Shared side-channel primitives — silentops

The silentops crate is the single source of truth for the low-level side-channel primitives used by quantica (and by arcana on the classical side). Keeping these primitives in a separate crate means:

  • a single audit surface for CT correctness, independent of any particular algorithm;

  • architecture-specific assembly backends selected at compile time via Cargo features, so a downstream crate never embeds per-arch asm in its own source;

  • the same primitives are used by the statistical (dudect) and the client-request (ctgrind) side-channel verifiers, keeping test coverage coherent.

This chapter is a reference for those primitives.
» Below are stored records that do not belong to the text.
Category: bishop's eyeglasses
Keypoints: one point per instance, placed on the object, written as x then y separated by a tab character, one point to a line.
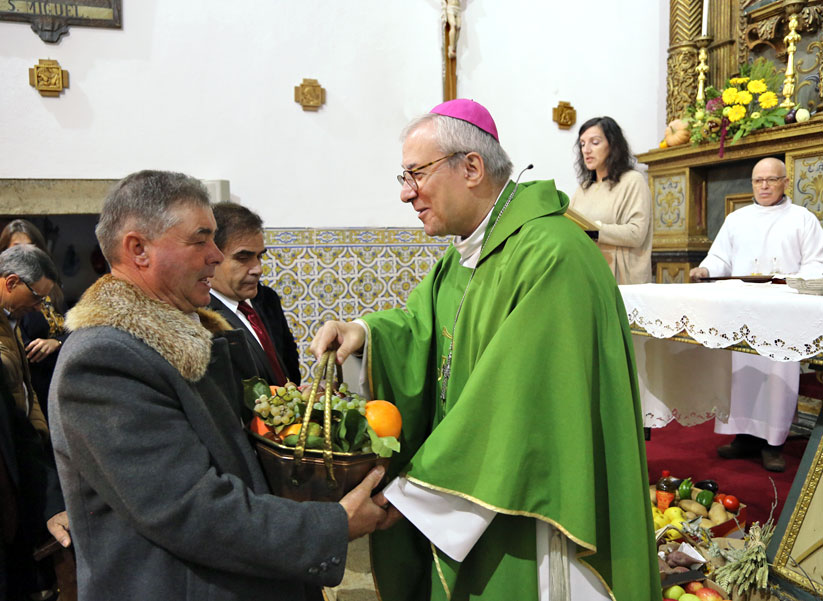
769	181
409	176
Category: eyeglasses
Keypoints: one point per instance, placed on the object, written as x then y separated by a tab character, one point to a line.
409	176
770	181
38	297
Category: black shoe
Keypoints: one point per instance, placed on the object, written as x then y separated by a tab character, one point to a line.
772	458
741	447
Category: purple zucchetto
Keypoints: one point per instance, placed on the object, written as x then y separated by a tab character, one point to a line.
469	111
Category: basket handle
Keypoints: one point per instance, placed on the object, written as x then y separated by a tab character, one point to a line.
325	370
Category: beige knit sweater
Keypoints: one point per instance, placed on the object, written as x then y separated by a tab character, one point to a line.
626	234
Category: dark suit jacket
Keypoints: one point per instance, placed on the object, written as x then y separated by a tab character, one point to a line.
29	489
267	305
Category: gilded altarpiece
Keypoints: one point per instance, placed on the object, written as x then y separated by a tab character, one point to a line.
688	183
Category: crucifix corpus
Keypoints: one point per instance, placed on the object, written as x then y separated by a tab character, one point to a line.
450	18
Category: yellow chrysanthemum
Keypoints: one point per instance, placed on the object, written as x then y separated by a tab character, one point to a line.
758	86
767	100
743	97
737	113
729	95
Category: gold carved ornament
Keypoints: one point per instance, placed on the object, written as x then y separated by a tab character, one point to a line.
48	78
564	115
310	95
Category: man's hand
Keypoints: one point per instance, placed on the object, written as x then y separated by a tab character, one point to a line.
365	515
58	526
347	337
40	348
698	273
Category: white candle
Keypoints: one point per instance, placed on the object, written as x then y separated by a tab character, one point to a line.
705	30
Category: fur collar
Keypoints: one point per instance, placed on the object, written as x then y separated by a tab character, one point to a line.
181	340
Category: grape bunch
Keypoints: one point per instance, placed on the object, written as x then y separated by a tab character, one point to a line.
284	406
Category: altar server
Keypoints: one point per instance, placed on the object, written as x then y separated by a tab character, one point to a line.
523	467
771	235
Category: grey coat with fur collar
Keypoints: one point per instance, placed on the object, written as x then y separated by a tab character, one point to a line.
165	496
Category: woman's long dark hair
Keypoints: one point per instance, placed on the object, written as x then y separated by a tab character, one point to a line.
619	161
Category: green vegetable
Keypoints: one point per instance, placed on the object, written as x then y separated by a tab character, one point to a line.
685	489
705	498
707	485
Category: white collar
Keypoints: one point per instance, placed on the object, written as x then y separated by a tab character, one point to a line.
469	247
779	205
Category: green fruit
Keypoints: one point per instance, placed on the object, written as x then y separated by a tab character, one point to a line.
674	592
705	498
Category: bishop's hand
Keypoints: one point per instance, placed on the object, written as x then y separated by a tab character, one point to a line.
346	337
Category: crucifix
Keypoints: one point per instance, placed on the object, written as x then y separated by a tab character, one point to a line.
450	18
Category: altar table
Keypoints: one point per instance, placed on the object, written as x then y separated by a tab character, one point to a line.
690	382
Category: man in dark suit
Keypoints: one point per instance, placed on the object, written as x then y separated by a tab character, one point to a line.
238	295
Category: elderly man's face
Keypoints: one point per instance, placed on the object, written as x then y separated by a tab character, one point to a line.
438	200
181	260
22	297
766	192
237	276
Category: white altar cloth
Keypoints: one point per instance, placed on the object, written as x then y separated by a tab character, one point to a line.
688	382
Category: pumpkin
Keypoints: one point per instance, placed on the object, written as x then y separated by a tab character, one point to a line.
677	133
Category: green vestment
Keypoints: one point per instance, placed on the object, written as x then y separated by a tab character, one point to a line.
541	419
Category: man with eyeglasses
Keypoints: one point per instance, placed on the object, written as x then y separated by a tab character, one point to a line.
770	236
511	365
30	495
27	275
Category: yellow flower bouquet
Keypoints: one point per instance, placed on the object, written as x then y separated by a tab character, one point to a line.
747	103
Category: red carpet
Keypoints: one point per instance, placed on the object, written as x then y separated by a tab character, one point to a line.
692	452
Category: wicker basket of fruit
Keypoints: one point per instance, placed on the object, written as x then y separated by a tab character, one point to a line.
317	444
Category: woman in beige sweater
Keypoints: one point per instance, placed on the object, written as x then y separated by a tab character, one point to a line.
616	198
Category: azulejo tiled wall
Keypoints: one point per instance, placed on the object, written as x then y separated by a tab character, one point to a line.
323	274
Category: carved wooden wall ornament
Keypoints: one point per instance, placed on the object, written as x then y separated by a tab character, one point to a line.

The threats they mitigate and the algorithmic uses live in Threat model and ML-KEM — countermeasures, ML-DSA — countermeasures, SLH-DSA — countermeasures.

Module layout

Module

Role

silentops::ct

Branchless constant-time primitives with architecture-specific assembly backends. no_std. Public functions are re-exported at the crate root so call sites write silentops::ct_eq(...).

silentops::ct_grind

Valgrind memcheck client-request helpers (poison / unpoison) for constant-time verification. See Verification methodology.

silentops::verify

Dudect-style timing-leak detector (TTest, Xorshift64, measure_ns, report). std only.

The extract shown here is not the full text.